Contoh sample data diambil dari situs Kaggle.com dengan Topik Heart Failure Prediction Dataset.

Penyakit kardiovaskular (CVD) adalah penyebab kematian nomor 1 secara global, mengambil sekitar 17,9 juta nyawa setiap tahun, yang menyumbang 31% dari semua kematian di seluruh dunia. Empat dari kematian 5CVD disebabkan oleh serangan jantung dan stroke, dan sepertiga dari kematian ini terjadi sebelum waktunya pada orang di bawah 70 tahun. Gagal jantung adalah peristiwa umum yang disebabkan oleh CVD dan dataset ini berisi 11 fitur yang dapat digunakan untuk memprediksi kemungkinan penyakit jantung.
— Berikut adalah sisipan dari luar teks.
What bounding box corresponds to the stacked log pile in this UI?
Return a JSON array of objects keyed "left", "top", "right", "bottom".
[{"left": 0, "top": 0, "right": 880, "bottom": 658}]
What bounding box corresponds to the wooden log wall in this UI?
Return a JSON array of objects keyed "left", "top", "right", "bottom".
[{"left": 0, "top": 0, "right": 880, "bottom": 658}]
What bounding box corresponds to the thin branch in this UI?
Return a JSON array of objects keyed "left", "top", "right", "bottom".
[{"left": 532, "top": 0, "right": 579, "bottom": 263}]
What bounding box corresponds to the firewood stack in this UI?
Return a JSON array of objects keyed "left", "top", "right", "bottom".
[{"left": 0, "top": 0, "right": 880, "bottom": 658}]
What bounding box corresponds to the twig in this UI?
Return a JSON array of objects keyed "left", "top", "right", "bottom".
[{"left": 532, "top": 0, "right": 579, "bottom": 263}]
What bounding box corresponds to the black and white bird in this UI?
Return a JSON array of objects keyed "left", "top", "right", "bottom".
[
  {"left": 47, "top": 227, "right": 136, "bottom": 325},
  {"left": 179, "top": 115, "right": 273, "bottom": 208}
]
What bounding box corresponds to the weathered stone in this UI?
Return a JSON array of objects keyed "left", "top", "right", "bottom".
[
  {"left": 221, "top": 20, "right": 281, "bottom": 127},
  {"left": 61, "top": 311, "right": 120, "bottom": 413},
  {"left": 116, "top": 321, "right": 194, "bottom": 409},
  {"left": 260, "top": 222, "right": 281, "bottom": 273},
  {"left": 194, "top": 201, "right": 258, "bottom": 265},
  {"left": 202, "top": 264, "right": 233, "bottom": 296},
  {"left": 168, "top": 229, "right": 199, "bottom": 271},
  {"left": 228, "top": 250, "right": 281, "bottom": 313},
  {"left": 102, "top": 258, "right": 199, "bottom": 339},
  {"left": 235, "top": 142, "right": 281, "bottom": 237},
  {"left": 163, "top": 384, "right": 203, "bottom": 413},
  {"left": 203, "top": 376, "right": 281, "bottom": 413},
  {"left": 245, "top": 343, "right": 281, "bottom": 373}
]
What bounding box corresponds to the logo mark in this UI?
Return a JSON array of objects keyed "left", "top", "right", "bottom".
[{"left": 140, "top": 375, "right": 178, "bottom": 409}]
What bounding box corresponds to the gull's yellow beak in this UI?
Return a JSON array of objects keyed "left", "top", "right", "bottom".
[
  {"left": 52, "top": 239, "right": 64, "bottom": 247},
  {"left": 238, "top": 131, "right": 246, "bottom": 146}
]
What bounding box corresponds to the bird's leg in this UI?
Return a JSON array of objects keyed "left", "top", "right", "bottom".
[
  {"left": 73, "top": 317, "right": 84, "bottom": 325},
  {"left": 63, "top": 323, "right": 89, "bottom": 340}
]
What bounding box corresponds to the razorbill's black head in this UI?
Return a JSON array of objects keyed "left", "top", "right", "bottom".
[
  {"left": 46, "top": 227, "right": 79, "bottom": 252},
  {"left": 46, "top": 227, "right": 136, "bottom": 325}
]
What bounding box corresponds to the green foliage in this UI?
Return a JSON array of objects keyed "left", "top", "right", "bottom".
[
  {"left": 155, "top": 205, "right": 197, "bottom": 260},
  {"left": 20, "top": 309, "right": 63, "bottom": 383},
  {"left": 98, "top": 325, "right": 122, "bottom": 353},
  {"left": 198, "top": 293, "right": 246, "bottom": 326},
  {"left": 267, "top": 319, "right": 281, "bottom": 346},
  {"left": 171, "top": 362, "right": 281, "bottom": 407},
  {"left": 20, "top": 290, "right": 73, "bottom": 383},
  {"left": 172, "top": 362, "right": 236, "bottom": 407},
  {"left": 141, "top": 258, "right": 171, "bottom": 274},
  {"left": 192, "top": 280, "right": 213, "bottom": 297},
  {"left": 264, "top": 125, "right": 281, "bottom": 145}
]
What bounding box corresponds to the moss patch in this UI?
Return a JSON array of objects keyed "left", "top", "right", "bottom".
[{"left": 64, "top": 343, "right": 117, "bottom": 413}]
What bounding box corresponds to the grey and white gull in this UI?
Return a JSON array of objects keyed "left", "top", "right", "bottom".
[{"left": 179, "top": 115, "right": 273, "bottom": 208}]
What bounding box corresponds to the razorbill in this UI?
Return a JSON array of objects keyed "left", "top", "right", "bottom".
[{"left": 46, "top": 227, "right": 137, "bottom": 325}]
Orang dengan penyakit kardiovaskular atau yang berisiko kardiovaskular tinggi (karena adanya satu atau lebih faktor risiko seperti hipertensi, diabetes, hiperlipidemia atau penyakit yang sudah mapan) memerlukan deteksi dini di mana model pembelajaran mesin dapat sangat membantu. Informasi attribut data adalah sebagai berikut:

  • Usia: usia pasien [tahun]
  • Jenis kelamin: jenis kelamin pasien [M: Pria, F: Wanita]
  • ChestPainType: tipe nyeri dada [TA: Angina Khas, ATA: Angina Atipikal, NAP: Nyeri Non-Anginal, ASY: Asimptomatik]
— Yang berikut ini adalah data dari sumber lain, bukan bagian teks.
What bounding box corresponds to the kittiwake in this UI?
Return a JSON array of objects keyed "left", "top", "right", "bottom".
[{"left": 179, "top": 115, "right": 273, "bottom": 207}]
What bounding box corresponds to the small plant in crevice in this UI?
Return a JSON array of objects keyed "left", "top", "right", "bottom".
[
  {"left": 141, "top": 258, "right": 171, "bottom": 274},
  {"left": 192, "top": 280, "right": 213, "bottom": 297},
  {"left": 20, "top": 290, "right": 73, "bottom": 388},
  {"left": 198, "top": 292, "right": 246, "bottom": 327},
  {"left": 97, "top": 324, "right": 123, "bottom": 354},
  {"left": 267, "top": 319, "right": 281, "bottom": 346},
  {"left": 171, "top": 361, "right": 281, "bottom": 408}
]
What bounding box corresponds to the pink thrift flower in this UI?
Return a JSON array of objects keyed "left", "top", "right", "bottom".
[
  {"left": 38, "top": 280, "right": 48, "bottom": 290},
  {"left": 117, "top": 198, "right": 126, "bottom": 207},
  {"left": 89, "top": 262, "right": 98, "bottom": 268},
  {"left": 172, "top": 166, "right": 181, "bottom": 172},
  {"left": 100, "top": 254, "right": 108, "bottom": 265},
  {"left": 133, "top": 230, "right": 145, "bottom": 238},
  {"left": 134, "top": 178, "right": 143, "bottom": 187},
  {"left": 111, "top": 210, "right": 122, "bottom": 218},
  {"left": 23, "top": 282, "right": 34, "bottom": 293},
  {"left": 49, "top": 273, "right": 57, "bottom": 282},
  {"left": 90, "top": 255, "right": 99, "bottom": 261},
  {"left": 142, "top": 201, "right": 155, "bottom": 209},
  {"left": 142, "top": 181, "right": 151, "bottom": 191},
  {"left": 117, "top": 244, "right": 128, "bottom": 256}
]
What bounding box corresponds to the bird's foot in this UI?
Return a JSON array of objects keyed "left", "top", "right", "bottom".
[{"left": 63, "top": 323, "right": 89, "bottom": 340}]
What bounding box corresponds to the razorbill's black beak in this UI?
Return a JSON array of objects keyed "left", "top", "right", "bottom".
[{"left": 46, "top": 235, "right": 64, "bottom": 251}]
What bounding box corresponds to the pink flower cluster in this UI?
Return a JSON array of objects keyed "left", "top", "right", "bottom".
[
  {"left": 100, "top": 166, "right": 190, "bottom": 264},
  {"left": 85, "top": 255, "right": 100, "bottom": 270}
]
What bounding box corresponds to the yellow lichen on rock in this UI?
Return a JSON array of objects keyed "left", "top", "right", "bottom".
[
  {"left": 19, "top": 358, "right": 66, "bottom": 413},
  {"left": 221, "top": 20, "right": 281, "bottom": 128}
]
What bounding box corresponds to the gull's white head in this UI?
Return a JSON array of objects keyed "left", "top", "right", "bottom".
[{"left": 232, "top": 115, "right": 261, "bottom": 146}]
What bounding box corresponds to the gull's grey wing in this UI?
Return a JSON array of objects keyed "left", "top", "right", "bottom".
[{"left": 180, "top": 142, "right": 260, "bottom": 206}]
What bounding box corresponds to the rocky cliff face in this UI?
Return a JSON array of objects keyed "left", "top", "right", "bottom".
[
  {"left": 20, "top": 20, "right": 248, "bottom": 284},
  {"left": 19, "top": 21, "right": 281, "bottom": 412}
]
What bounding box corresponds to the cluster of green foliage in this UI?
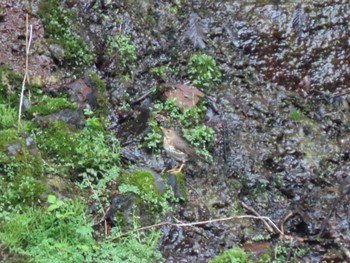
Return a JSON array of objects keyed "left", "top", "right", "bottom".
[
  {"left": 0, "top": 195, "right": 161, "bottom": 263},
  {"left": 107, "top": 35, "right": 137, "bottom": 74},
  {"left": 209, "top": 247, "right": 252, "bottom": 263},
  {"left": 89, "top": 72, "right": 108, "bottom": 117},
  {"left": 27, "top": 95, "right": 77, "bottom": 115},
  {"left": 38, "top": 0, "right": 93, "bottom": 68},
  {"left": 145, "top": 98, "right": 214, "bottom": 159},
  {"left": 187, "top": 54, "right": 221, "bottom": 88},
  {"left": 0, "top": 65, "right": 22, "bottom": 106},
  {"left": 272, "top": 241, "right": 307, "bottom": 263},
  {"left": 0, "top": 116, "right": 165, "bottom": 263},
  {"left": 0, "top": 68, "right": 170, "bottom": 263},
  {"left": 0, "top": 104, "right": 18, "bottom": 129},
  {"left": 0, "top": 129, "right": 45, "bottom": 220},
  {"left": 289, "top": 110, "right": 305, "bottom": 121},
  {"left": 119, "top": 170, "right": 178, "bottom": 214}
]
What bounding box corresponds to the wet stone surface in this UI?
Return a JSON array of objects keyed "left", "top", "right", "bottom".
[{"left": 0, "top": 0, "right": 350, "bottom": 262}]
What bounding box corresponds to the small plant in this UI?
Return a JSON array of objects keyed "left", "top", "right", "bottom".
[
  {"left": 289, "top": 110, "right": 305, "bottom": 121},
  {"left": 145, "top": 98, "right": 215, "bottom": 159},
  {"left": 0, "top": 104, "right": 17, "bottom": 129},
  {"left": 209, "top": 247, "right": 252, "bottom": 263},
  {"left": 107, "top": 35, "right": 136, "bottom": 73},
  {"left": 144, "top": 120, "right": 163, "bottom": 151},
  {"left": 38, "top": 0, "right": 93, "bottom": 67},
  {"left": 150, "top": 66, "right": 169, "bottom": 78},
  {"left": 187, "top": 54, "right": 221, "bottom": 88}
]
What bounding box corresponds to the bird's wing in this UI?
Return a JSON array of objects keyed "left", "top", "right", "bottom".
[{"left": 176, "top": 140, "right": 197, "bottom": 156}]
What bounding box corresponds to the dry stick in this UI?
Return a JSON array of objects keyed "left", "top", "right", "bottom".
[
  {"left": 18, "top": 14, "right": 33, "bottom": 128},
  {"left": 108, "top": 215, "right": 284, "bottom": 241},
  {"left": 239, "top": 201, "right": 275, "bottom": 233},
  {"left": 83, "top": 174, "right": 108, "bottom": 236}
]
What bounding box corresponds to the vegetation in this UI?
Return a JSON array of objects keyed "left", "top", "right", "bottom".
[
  {"left": 209, "top": 247, "right": 252, "bottom": 263},
  {"left": 145, "top": 99, "right": 214, "bottom": 159},
  {"left": 187, "top": 54, "right": 221, "bottom": 89},
  {"left": 107, "top": 35, "right": 136, "bottom": 74},
  {"left": 38, "top": 0, "right": 93, "bottom": 68},
  {"left": 0, "top": 64, "right": 167, "bottom": 263}
]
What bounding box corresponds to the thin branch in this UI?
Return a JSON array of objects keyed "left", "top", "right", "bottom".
[
  {"left": 18, "top": 14, "right": 33, "bottom": 128},
  {"left": 108, "top": 215, "right": 285, "bottom": 241},
  {"left": 239, "top": 201, "right": 274, "bottom": 233}
]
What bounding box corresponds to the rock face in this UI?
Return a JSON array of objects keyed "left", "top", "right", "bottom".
[{"left": 0, "top": 0, "right": 350, "bottom": 262}]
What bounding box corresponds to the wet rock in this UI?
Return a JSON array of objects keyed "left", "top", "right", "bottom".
[
  {"left": 106, "top": 193, "right": 136, "bottom": 226},
  {"left": 167, "top": 173, "right": 188, "bottom": 200},
  {"left": 164, "top": 83, "right": 204, "bottom": 109},
  {"left": 67, "top": 79, "right": 97, "bottom": 108},
  {"left": 49, "top": 44, "right": 66, "bottom": 63},
  {"left": 35, "top": 109, "right": 85, "bottom": 129},
  {"left": 7, "top": 142, "right": 22, "bottom": 156}
]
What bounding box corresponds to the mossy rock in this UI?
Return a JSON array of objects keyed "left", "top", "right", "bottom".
[
  {"left": 89, "top": 72, "right": 108, "bottom": 116},
  {"left": 0, "top": 129, "right": 18, "bottom": 152},
  {"left": 38, "top": 0, "right": 93, "bottom": 68},
  {"left": 27, "top": 96, "right": 77, "bottom": 115},
  {"left": 36, "top": 120, "right": 77, "bottom": 163},
  {"left": 122, "top": 170, "right": 165, "bottom": 198},
  {"left": 209, "top": 247, "right": 252, "bottom": 263},
  {"left": 166, "top": 173, "right": 188, "bottom": 201},
  {"left": 0, "top": 65, "right": 23, "bottom": 107},
  {"left": 0, "top": 129, "right": 46, "bottom": 211}
]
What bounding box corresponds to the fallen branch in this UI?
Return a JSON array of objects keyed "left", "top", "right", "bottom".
[
  {"left": 107, "top": 215, "right": 289, "bottom": 241},
  {"left": 18, "top": 14, "right": 33, "bottom": 128}
]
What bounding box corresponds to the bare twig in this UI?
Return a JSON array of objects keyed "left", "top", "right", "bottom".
[
  {"left": 108, "top": 215, "right": 284, "bottom": 240},
  {"left": 18, "top": 14, "right": 33, "bottom": 128},
  {"left": 239, "top": 201, "right": 275, "bottom": 233}
]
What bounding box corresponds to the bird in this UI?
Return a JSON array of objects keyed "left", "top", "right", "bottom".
[{"left": 160, "top": 127, "right": 207, "bottom": 174}]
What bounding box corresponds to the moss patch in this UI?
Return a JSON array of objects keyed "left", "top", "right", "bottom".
[
  {"left": 0, "top": 129, "right": 46, "bottom": 218},
  {"left": 28, "top": 96, "right": 77, "bottom": 115},
  {"left": 38, "top": 0, "right": 93, "bottom": 68},
  {"left": 0, "top": 65, "right": 22, "bottom": 106},
  {"left": 89, "top": 72, "right": 108, "bottom": 116},
  {"left": 209, "top": 247, "right": 252, "bottom": 263},
  {"left": 36, "top": 121, "right": 77, "bottom": 165}
]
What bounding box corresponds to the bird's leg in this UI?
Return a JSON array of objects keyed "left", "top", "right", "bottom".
[
  {"left": 167, "top": 164, "right": 179, "bottom": 174},
  {"left": 168, "top": 162, "right": 185, "bottom": 174}
]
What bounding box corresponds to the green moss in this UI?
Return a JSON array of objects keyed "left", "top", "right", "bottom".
[
  {"left": 27, "top": 96, "right": 77, "bottom": 115},
  {"left": 38, "top": 0, "right": 93, "bottom": 67},
  {"left": 89, "top": 72, "right": 108, "bottom": 116},
  {"left": 0, "top": 129, "right": 18, "bottom": 151},
  {"left": 209, "top": 247, "right": 252, "bottom": 263},
  {"left": 36, "top": 121, "right": 77, "bottom": 166},
  {"left": 175, "top": 173, "right": 188, "bottom": 201},
  {"left": 0, "top": 104, "right": 17, "bottom": 129},
  {"left": 289, "top": 110, "right": 305, "bottom": 121},
  {"left": 123, "top": 170, "right": 161, "bottom": 199},
  {"left": 187, "top": 54, "right": 221, "bottom": 88},
  {"left": 0, "top": 129, "right": 46, "bottom": 218},
  {"left": 0, "top": 65, "right": 22, "bottom": 106},
  {"left": 119, "top": 170, "right": 170, "bottom": 215}
]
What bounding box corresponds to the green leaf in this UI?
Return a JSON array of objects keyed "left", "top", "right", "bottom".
[{"left": 47, "top": 195, "right": 57, "bottom": 204}]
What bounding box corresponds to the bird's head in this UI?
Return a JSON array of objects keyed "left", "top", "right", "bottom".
[{"left": 160, "top": 127, "right": 176, "bottom": 139}]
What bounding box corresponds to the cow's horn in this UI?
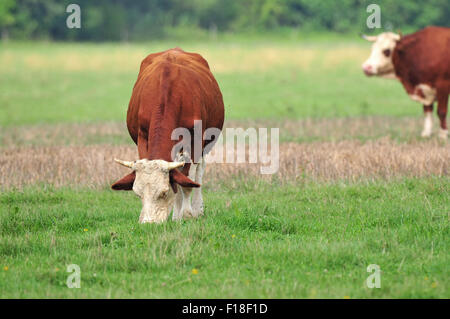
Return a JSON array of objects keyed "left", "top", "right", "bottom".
[
  {"left": 361, "top": 34, "right": 377, "bottom": 42},
  {"left": 167, "top": 162, "right": 184, "bottom": 171},
  {"left": 114, "top": 158, "right": 133, "bottom": 168}
]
  • RestingBP: mengistirahatkan tekanan darah [mm Hg]
  • Kolesterol: kolesterol serum [mm/dl]
  • FastingBS: gula darah puasa [1: jika FastingBS > 120 mg/dl, 0: sebaliknya]
  • RestingECG: hasil elektrokardiogram istirahat [Normal: Normal, ST: memiliki kelainan gelombang ST-T (inversi gelombang T dan / atau elevasi ST atau depresi > 0,05 mV), LVH: menunjukkan kemungkinan atau pasti hipertrofi ventrikel kiri dengan kriteria Estes]
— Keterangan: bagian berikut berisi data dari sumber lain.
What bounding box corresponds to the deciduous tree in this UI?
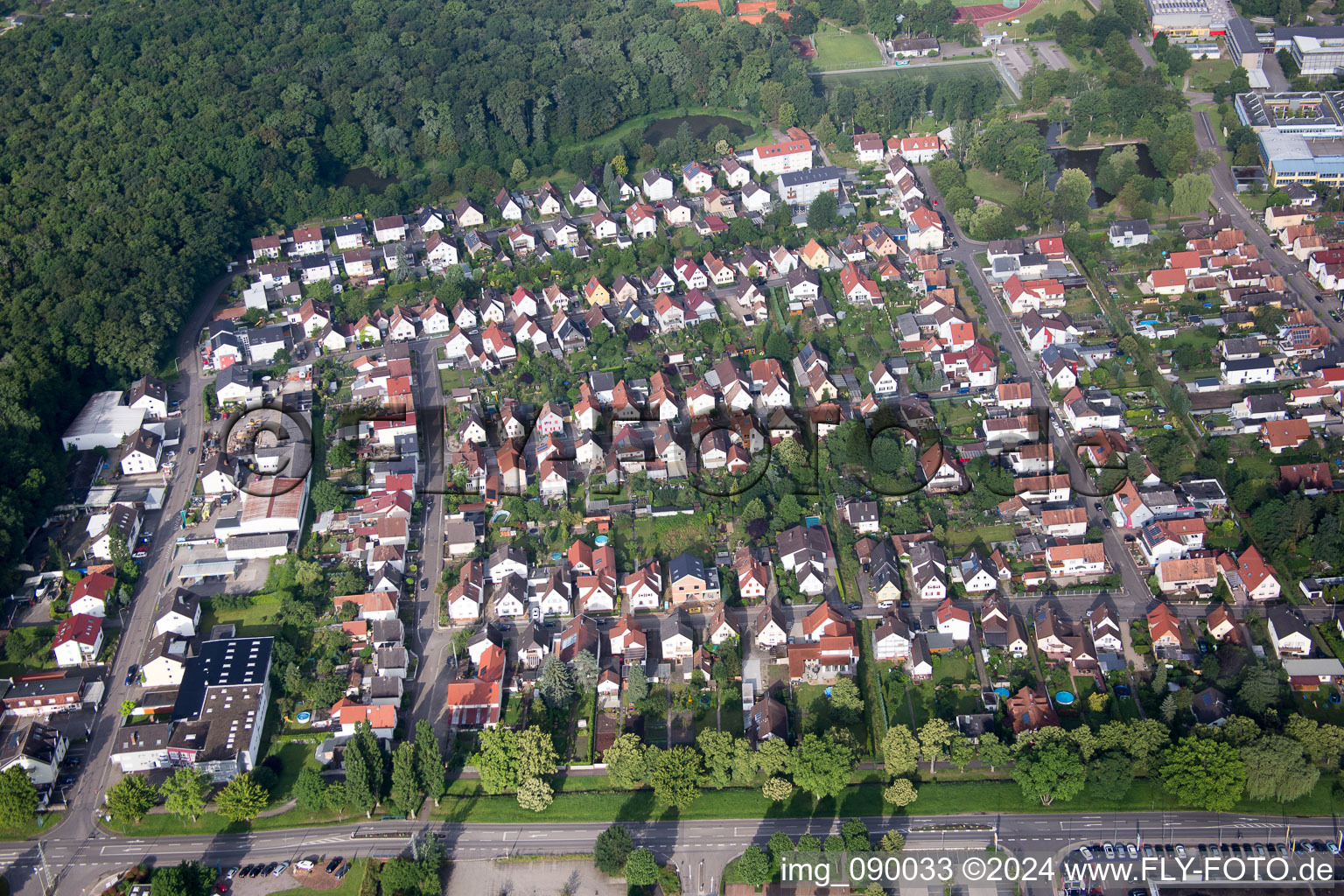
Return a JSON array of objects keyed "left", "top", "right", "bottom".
[
  {"left": 108, "top": 775, "right": 158, "bottom": 823},
  {"left": 602, "top": 735, "right": 648, "bottom": 790},
  {"left": 649, "top": 747, "right": 702, "bottom": 808},
  {"left": 592, "top": 825, "right": 634, "bottom": 874},
  {"left": 1012, "top": 743, "right": 1086, "bottom": 806},
  {"left": 1160, "top": 738, "right": 1246, "bottom": 811},
  {"left": 625, "top": 849, "right": 659, "bottom": 886},
  {"left": 882, "top": 725, "right": 920, "bottom": 778},
  {"left": 790, "top": 735, "right": 853, "bottom": 799},
  {"left": 517, "top": 778, "right": 555, "bottom": 811},
  {"left": 760, "top": 778, "right": 793, "bottom": 803},
  {"left": 215, "top": 774, "right": 270, "bottom": 821},
  {"left": 393, "top": 740, "right": 424, "bottom": 816},
  {"left": 1242, "top": 735, "right": 1321, "bottom": 803},
  {"left": 882, "top": 778, "right": 920, "bottom": 806},
  {"left": 158, "top": 768, "right": 210, "bottom": 821}
]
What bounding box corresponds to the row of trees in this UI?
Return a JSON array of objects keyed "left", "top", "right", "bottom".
[{"left": 108, "top": 718, "right": 446, "bottom": 823}]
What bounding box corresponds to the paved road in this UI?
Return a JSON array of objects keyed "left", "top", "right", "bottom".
[
  {"left": 26, "top": 274, "right": 233, "bottom": 892},
  {"left": 411, "top": 339, "right": 452, "bottom": 735},
  {"left": 1195, "top": 111, "right": 1344, "bottom": 341},
  {"left": 917, "top": 165, "right": 1152, "bottom": 615},
  {"left": 8, "top": 811, "right": 1337, "bottom": 896}
]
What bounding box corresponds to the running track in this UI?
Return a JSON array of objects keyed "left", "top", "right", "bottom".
[{"left": 953, "top": 0, "right": 1041, "bottom": 25}]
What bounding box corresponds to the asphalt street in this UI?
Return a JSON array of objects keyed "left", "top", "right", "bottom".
[
  {"left": 915, "top": 165, "right": 1153, "bottom": 615},
  {"left": 0, "top": 813, "right": 1339, "bottom": 894}
]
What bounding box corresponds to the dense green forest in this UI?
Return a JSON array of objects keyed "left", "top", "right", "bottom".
[{"left": 0, "top": 0, "right": 998, "bottom": 583}]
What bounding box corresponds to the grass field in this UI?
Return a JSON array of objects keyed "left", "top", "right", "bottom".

  • MaxHR: detak jantung maksimum tercapai [Nilai numerik antara 60 dan 202]
  • ExerciseAngina: angina yang diinduksi latihan [Y: Ya, N: Tidak]
  • Oldpeak: oldpeak = ST [Nilai numerik diukur dalam depresi]
  • ST_Slope: kemiringan segmen ST latihan puncak [Atas: upsloping, Datar: datar, Bawah: downsloping]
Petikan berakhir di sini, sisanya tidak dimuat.